Optimal Subsampling Algorithm for Big Data Regression
Reporter: ai Ming wants to teach Peking University
Report time: 10:00-11:00 am, 21 November 2019
Location: 2nd lecture hall, mathematics building
Summary of report:
To fast approximate the MLE with massive data, This paper studies the optimal subsampling method under the A - optimality criterion for generalized linear models (GLM). The consistency and asymptotic normality of the estimator from A general Subsampling algorithm are established, and optimal subsampling probabilities under the A - and L - optimality criteria are derived. Furthermore, using Frobenius norm matrix concentration inequality, Finite sample properties of the subsample estimator -based on optimal subsampling probabilities are also derived. Since the optimal subsampling probabilities depend on the full data estimate, An adaptive two - step algorithm is developed. The Asymptotic normality and optimality of the estimator from this adaptive algorithm are established.

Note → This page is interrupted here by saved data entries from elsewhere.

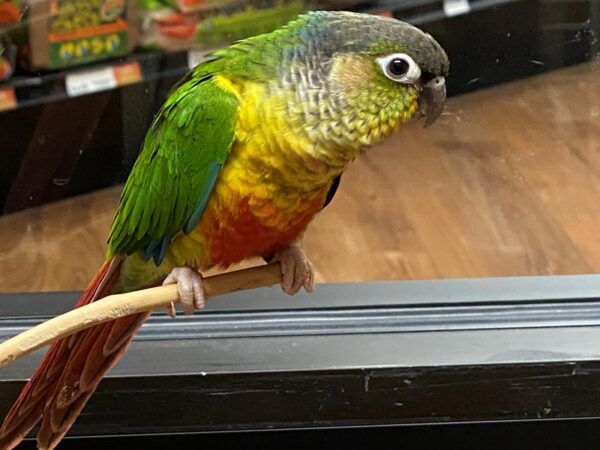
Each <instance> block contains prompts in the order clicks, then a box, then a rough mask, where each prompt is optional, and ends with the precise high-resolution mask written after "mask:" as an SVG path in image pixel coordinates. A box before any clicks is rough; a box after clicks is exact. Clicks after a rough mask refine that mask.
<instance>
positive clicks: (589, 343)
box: [0, 276, 600, 436]
mask: <svg viewBox="0 0 600 450" xmlns="http://www.w3.org/2000/svg"><path fill="white" fill-rule="evenodd" d="M598 281H599V278H598V277H596V276H583V277H533V278H529V279H491V280H440V281H422V282H385V283H367V284H366V285H363V284H346V285H343V284H342V285H324V286H320V288H322V289H319V292H320V294H319V296H318V297H316V298H313V299H312V300H309V299H302V298H296V297H292V298H288V297H285V296H283V294H280V291H279V289H264V290H258V291H255V292H250V293H245V294H239V295H234V296H231V297H230V298H229V300H228V301H230V302H242V301H246V302H247V303H245V304H244V307H245V308H247V309H249V310H247V311H243V310H239V309H238V310H235V309H229V310H227V309H223V305H221V306H219V307H216V306H215V309H214V310H213V311H212V312H208V313H199V314H198V315H197V317H193V318H181V319H180V320H177V319H176V320H172V321H170V322H168V321H165V320H164V319H163V318H155V319H153V320H152V321H151V322H150V323H149V325H148V327H147V330H142V332H141V333H140V338H139V339H137V340H135V341H134V342H133V343H132V345H131V347H130V349H129V350H128V352H127V353H126V355H125V357H124V358H123V360H122V361H121V363H119V364H118V365H117V366H116V367H115V368H114V369H113V370H112V371H111V372H110V374H109V376H108V377H107V379H106V380H105V381H103V383H102V384H101V386H100V388H99V390H98V392H97V393H96V394H95V395H94V397H93V398H92V401H91V402H90V404H89V405H88V407H87V408H86V410H85V412H84V414H83V415H82V417H81V418H80V420H79V421H78V422H77V424H76V425H75V428H74V429H73V431H72V433H71V434H72V435H74V436H77V435H79V436H91V435H100V436H103V435H114V434H118V435H130V434H139V433H141V434H144V433H150V434H151V433H195V432H208V431H216V432H218V431H231V430H264V429H279V428H302V429H305V428H314V427H324V426H325V427H339V426H373V425H394V424H422V423H447V422H472V421H488V420H529V419H545V418H580V417H597V416H600V400H598V399H597V398H600V397H599V396H596V395H595V394H594V393H595V392H596V391H597V389H598V386H600V350H599V348H598V342H600V327H599V326H556V327H537V328H528V327H524V326H515V327H512V328H506V329H493V328H485V327H483V326H477V320H475V321H474V325H475V326H473V327H472V328H469V329H445V330H444V329H443V327H442V326H440V328H439V329H430V330H428V331H424V330H421V331H415V330H411V329H408V328H405V329H402V328H399V329H397V330H395V331H385V332H384V331H381V330H380V331H379V332H374V330H375V331H377V330H376V323H375V322H374V321H373V317H369V314H371V313H374V312H375V313H377V312H382V311H384V310H385V309H386V308H379V310H378V307H377V306H376V305H375V293H376V292H380V293H381V296H383V297H384V298H395V299H396V302H397V305H396V306H395V308H392V310H393V312H394V314H392V315H391V316H389V317H388V318H392V317H395V319H396V320H400V321H401V320H403V317H402V311H405V312H411V313H415V312H416V311H421V312H427V314H433V315H435V313H436V308H439V310H440V311H441V314H440V315H439V316H440V318H441V319H442V322H443V320H446V319H447V322H448V323H449V321H450V318H451V315H449V314H448V308H451V309H452V311H454V314H461V313H465V312H468V311H469V308H473V307H482V308H484V309H485V308H492V309H491V310H489V309H488V312H491V314H492V315H493V314H496V313H498V312H501V311H502V310H503V308H504V307H508V308H513V307H517V308H519V309H520V310H521V311H530V312H535V311H538V312H539V308H540V307H543V308H545V313H546V314H549V315H550V316H553V317H555V318H558V317H561V316H564V315H565V314H566V313H568V312H569V311H568V307H569V305H570V303H569V302H570V301H572V302H575V303H573V304H572V306H574V307H583V308H589V307H592V308H596V307H597V302H596V301H595V300H593V298H594V297H595V291H596V290H600V288H599V287H598V285H597V283H598ZM473 282H474V284H473ZM411 286H412V288H414V289H417V291H418V292H420V293H425V294H427V295H423V296H422V297H420V298H421V301H422V302H427V301H431V300H432V299H435V298H437V297H436V296H437V295H439V294H440V293H445V294H444V298H446V299H447V298H453V299H454V300H455V303H452V302H449V303H448V302H447V303H446V306H444V307H443V308H441V307H431V306H423V305H420V303H419V301H416V302H413V303H412V304H411V302H410V301H409V300H408V298H410V297H409V296H408V295H409V294H408V292H409V291H410V290H411V288H410V287H411ZM473 286H479V289H480V290H479V291H478V290H477V289H472V287H473ZM576 286H579V287H580V288H583V289H580V290H579V291H577V292H579V293H580V294H583V298H579V299H578V298H577V297H576V296H571V297H570V299H564V300H565V301H561V302H556V301H551V302H548V301H547V299H546V300H545V299H543V296H542V294H545V295H549V296H550V298H555V297H557V295H558V294H560V292H562V293H563V294H565V295H566V294H567V293H568V292H569V288H575V287H576ZM484 287H485V289H484ZM594 287H595V288H594ZM444 288H445V289H444ZM519 289H522V292H521V295H518V294H519ZM453 290H454V291H453ZM407 291H408V292H407ZM417 291H415V292H417ZM449 291H453V292H452V295H451V296H450V297H448V292H449ZM364 292H371V295H372V296H373V299H374V300H373V301H372V303H371V304H367V306H360V301H361V299H360V294H361V293H364ZM508 292H512V294H511V295H508V294H507V293H508ZM325 293H327V294H328V295H330V296H331V297H332V298H329V297H328V296H327V295H325ZM351 293H354V295H353V296H352V295H350V294H351ZM399 293H403V294H402V295H405V296H406V297H402V295H400V298H396V297H397V295H398V294H399ZM532 293H535V294H536V295H535V296H534V297H533V300H534V301H529V300H532V299H531V298H529V296H528V295H527V294H532ZM257 294H259V295H257ZM392 294H394V295H392ZM476 294H477V295H476ZM413 295H414V292H413ZM461 295H462V297H461ZM498 295H499V296H501V297H503V298H504V300H501V301H499V300H495V301H489V302H487V303H486V302H485V301H483V300H485V299H492V298H494V297H496V298H498V297H497V296H498ZM559 296H560V295H559ZM40 297H43V294H33V295H31V296H28V297H24V300H25V301H27V302H33V301H34V299H37V300H38V301H39V300H40ZM507 297H508V300H507V299H506V298H507ZM261 298H263V299H264V300H263V301H264V302H265V303H264V304H263V306H273V305H279V306H280V310H279V311H277V310H270V311H269V310H264V311H262V312H260V311H256V304H260V302H261V300H260V299H261ZM252 299H256V303H255V302H253V300H252ZM461 299H462V303H461ZM590 299H592V300H590ZM2 300H6V298H4V299H2ZM380 300H381V299H380ZM465 300H469V301H471V300H474V301H475V303H473V302H471V303H469V302H467V303H465ZM304 301H309V302H313V301H314V302H317V301H318V302H319V303H320V304H321V306H323V307H327V306H329V309H326V310H319V309H318V308H316V307H313V309H312V310H304V311H294V310H293V308H294V307H296V308H297V307H298V305H300V304H302V302H304ZM284 302H288V303H290V304H287V305H286V304H285V303H284ZM337 302H341V303H337ZM515 302H516V303H515ZM540 302H541V303H540ZM19 303H20V302H19V301H18V300H17V301H16V302H15V303H12V302H11V305H12V307H13V308H17V305H18V304H19ZM215 303H219V302H218V301H215ZM1 304H2V307H3V311H4V312H6V311H7V310H10V307H9V303H7V302H4V301H2V302H1ZM336 304H337V305H338V306H339V305H340V304H341V305H344V304H345V305H346V306H344V307H338V308H337V309H335V308H331V305H334V306H335V305H336ZM411 305H412V306H411ZM448 305H450V306H448ZM469 305H471V306H469ZM477 305H479V306H477ZM313 306H316V305H313ZM529 308H533V309H529ZM536 308H538V309H536ZM388 309H389V307H388ZM49 310H50V308H48V309H47V311H49ZM440 311H439V312H440ZM471 311H472V309H471ZM482 311H483V310H482ZM494 311H496V312H494ZM585 311H586V310H582V311H580V312H581V313H582V316H584V315H585V314H589V311H588V313H586V312H585ZM594 311H595V310H594ZM516 312H517V310H513V311H512V312H511V314H513V315H515V314H516ZM571 312H573V310H571ZM296 313H298V314H299V315H300V316H301V318H300V319H299V321H298V323H299V324H302V322H303V321H304V323H305V324H306V323H308V322H310V321H311V320H315V319H318V317H319V313H324V314H323V315H324V316H327V315H331V314H334V315H335V314H338V317H344V315H346V318H348V317H347V315H348V314H351V315H352V314H353V315H355V317H354V318H358V319H359V321H358V322H360V323H357V325H360V327H359V328H356V329H354V330H352V332H348V333H346V334H335V333H332V332H331V330H330V329H328V328H327V326H323V327H322V329H321V330H320V332H316V333H303V332H302V330H301V329H298V330H297V331H296V333H295V334H294V333H291V334H290V333H288V332H287V330H286V329H285V328H282V329H280V330H278V331H277V330H276V331H277V332H275V333H268V332H265V330H266V329H268V327H269V326H270V325H269V323H272V322H273V321H275V322H276V321H277V320H278V318H281V317H284V318H286V320H287V319H290V318H292V317H293V314H296ZM257 314H259V316H260V318H261V320H264V322H265V324H266V325H265V326H264V327H263V330H262V331H261V333H262V334H261V333H258V334H254V335H252V334H245V335H244V334H236V333H234V331H235V328H236V327H240V326H242V325H243V324H244V323H246V324H248V322H244V321H245V320H246V321H256V319H257V317H258V316H257ZM361 314H363V315H362V316H361ZM408 315H410V314H408ZM516 315H517V316H518V314H516ZM534 315H535V314H534ZM211 316H212V318H211ZM456 317H458V316H455V318H456ZM227 318H229V320H230V322H231V323H230V324H229V325H228V324H227V323H225V322H226V320H227ZM516 319H518V317H516ZM485 320H486V318H485V315H484V316H482V317H481V321H480V322H481V323H480V324H484V322H485ZM211 321H212V322H211ZM219 321H221V322H219ZM224 321H225V322H224ZM161 324H168V326H169V327H172V330H174V331H175V334H173V335H169V334H168V333H165V334H163V335H162V336H154V337H153V336H152V328H153V327H158V328H160V326H161ZM209 324H211V325H210V326H212V327H213V329H215V330H216V329H217V328H218V326H219V324H220V325H221V326H223V327H225V328H227V327H229V334H227V333H222V334H220V335H215V336H211V335H210V334H206V330H204V331H203V329H202V327H203V326H208V325H209ZM194 327H196V330H194ZM317 328H318V327H316V328H315V329H314V330H313V331H319V330H318V329H317ZM184 329H185V330H187V332H188V333H189V334H188V335H187V336H185V337H186V338H185V339H181V335H178V334H177V331H178V330H179V331H182V330H183V331H185V330H184ZM257 330H259V331H260V326H259V327H258V328H257ZM194 333H195V334H194ZM203 333H204V335H203ZM41 355H42V352H41V351H39V352H36V353H35V354H33V355H31V356H30V357H27V358H24V359H22V360H20V361H18V362H17V363H15V364H13V365H11V366H8V367H6V368H3V369H0V417H1V416H2V415H3V414H4V413H5V412H6V411H7V410H8V408H9V406H10V405H11V404H12V402H13V401H14V399H15V397H16V396H17V394H18V392H19V390H20V389H21V387H22V386H23V383H24V381H25V380H26V379H27V378H28V377H29V376H30V374H31V372H32V371H33V370H34V368H35V366H36V365H37V364H38V363H39V360H40V358H41ZM590 393H591V394H590Z"/></svg>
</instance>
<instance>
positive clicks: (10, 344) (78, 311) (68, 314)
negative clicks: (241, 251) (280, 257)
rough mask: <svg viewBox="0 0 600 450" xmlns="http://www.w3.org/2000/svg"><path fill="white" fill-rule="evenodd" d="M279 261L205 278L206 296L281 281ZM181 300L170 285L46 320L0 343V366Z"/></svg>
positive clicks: (111, 300) (239, 289) (3, 365)
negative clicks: (61, 338)
mask: <svg viewBox="0 0 600 450" xmlns="http://www.w3.org/2000/svg"><path fill="white" fill-rule="evenodd" d="M280 281H281V267H280V265H279V263H274V264H269V265H266V266H260V267H253V268H251V269H244V270H238V271H235V272H228V273H224V274H221V275H215V276H212V277H207V278H205V279H204V289H205V294H206V297H207V298H210V297H215V296H217V295H223V294H228V293H230V292H235V291H241V290H246V289H253V288H258V287H264V286H271V285H273V284H278V283H279V282H280ZM177 302H179V295H178V293H177V285H175V284H170V285H167V286H160V287H155V288H150V289H144V290H141V291H134V292H128V293H126V294H115V295H109V296H107V297H104V298H102V299H101V300H97V301H95V302H93V303H90V304H89V305H85V306H82V307H81V308H77V309H73V310H72V311H69V312H67V313H65V314H62V315H60V316H57V317H54V318H53V319H50V320H47V321H46V322H43V323H41V324H39V325H36V326H35V327H33V328H30V329H29V330H27V331H24V332H23V333H20V334H18V335H16V336H14V337H12V338H10V339H7V340H6V341H4V342H3V343H2V344H0V367H3V366H7V365H8V364H10V363H12V362H14V361H16V360H17V359H19V358H21V357H23V356H25V355H27V354H29V353H31V352H32V351H34V350H37V349H38V348H40V347H43V346H44V345H47V344H49V343H51V342H53V341H56V340H58V339H60V338H63V337H65V336H69V335H71V334H73V333H76V332H78V331H81V330H84V329H86V328H89V327H92V326H94V325H97V324H100V323H103V322H108V321H110V320H114V319H118V318H119V317H125V316H129V315H131V314H137V313H141V312H148V311H153V310H155V309H159V308H166V307H168V306H170V305H171V303H177Z"/></svg>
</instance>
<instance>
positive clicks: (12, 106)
mask: <svg viewBox="0 0 600 450" xmlns="http://www.w3.org/2000/svg"><path fill="white" fill-rule="evenodd" d="M16 107H17V96H16V95H15V90H14V89H13V88H11V87H4V88H0V111H7V110H9V109H14V108H16Z"/></svg>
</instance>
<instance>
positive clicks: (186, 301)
mask: <svg viewBox="0 0 600 450" xmlns="http://www.w3.org/2000/svg"><path fill="white" fill-rule="evenodd" d="M166 284H177V292H178V293H179V302H180V303H181V305H182V306H183V312H184V313H185V314H193V313H194V311H195V310H198V309H202V308H204V304H205V300H206V298H205V294H204V281H203V279H202V275H200V273H198V272H196V271H195V270H194V269H191V268H189V267H175V268H174V269H173V270H171V272H170V273H169V275H167V278H165V280H164V281H163V286H164V285H166ZM167 314H169V316H171V317H175V316H176V315H177V312H176V311H175V304H174V303H173V302H171V305H170V306H169V307H167Z"/></svg>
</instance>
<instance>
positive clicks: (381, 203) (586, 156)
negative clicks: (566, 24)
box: [0, 65, 600, 291]
mask: <svg viewBox="0 0 600 450" xmlns="http://www.w3.org/2000/svg"><path fill="white" fill-rule="evenodd" d="M119 191H120V190H119V189H109V190H105V191H100V192H97V193H94V194H91V195H85V196H81V197H79V198H75V199H70V200H67V201H63V202H60V203H56V204H52V205H46V206H43V207H41V208H37V209H33V210H29V211H25V212H21V213H17V214H13V215H8V216H3V217H0V236H2V239H0V274H1V275H0V291H30V290H65V289H81V288H82V287H84V285H85V284H86V283H87V282H88V281H89V279H90V277H91V276H92V275H93V273H94V272H95V270H96V269H97V268H98V266H99V265H100V263H101V261H102V259H103V254H104V250H105V236H106V233H107V230H108V227H109V225H110V222H111V219H112V215H113V211H114V207H115V204H116V201H117V198H118V195H119ZM305 248H306V250H307V251H308V253H309V256H310V257H311V258H312V260H313V262H314V263H315V266H316V270H317V278H318V281H359V280H381V279H429V278H452V277H489V276H508V275H549V274H576V273H596V272H600V67H598V66H597V65H596V66H593V65H582V66H577V67H571V68H568V69H564V70H560V71H555V72H552V73H550V74H547V75H543V76H540V77H537V78H531V79H528V80H522V81H518V82H515V83H511V84H506V85H503V86H499V87H496V88H492V89H487V90H482V91H479V92H476V93H473V94H469V95H464V96H461V97H457V98H452V99H450V100H449V101H448V108H447V112H446V113H445V114H444V116H442V118H441V119H440V120H439V121H438V123H436V124H435V125H434V126H433V127H431V128H428V129H423V128H422V126H421V124H418V123H414V124H411V125H408V126H407V127H406V128H405V129H404V130H403V131H401V132H400V133H399V134H398V135H397V136H395V137H394V138H392V139H391V140H389V141H388V142H387V143H386V144H385V145H384V146H382V147H379V148H375V149H371V150H370V151H369V152H367V153H366V154H365V155H363V156H361V158H359V160H357V161H356V162H355V163H354V164H353V166H352V167H351V168H350V170H349V171H348V173H347V174H345V175H344V177H343V179H342V184H341V189H340V190H339V191H338V194H337V195H336V197H335V199H334V201H333V203H332V204H331V205H330V206H329V207H328V208H327V209H326V210H325V211H324V212H323V213H322V214H321V215H320V216H319V217H318V218H317V219H316V221H315V222H314V224H313V225H311V227H310V228H309V230H308V232H307V235H306V239H305Z"/></svg>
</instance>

The programs the methods are illustrated and evaluated Through numerical experiments on simulated and real datasets.
About the speaker:
Ai mingyao is the director, professor and supervisor of the department of statistics, school of mathematical science, Peking University. He is also secretary-general of probability and statistics society of Chinese mathematics society, executive director of Chinese society of field statistics, chairman of experimental design branch, vice chairman of high-dimensional data statistics branch, etc. Deputy editor of Statistica Sinica, Journal of Statistical Planning and Inference, Statistics and Probability Letters and STAT, editorial board member of system science and mathematics, national core Journal, editorial board member of science press series of Statistics and data science. Mainly engaged in the design of experiments and analysis, the computer test, data analysis and application of statistics teaching and research work, in Ann Statist, JASA, Biometrika, Technometrics, Statist Sinica and other top journals published more than 60 papers at home and abroad, carried out a number of projects of national natural science foundation surface and the corpus, key projects in national ministry of science and technology 973 topic 2 items.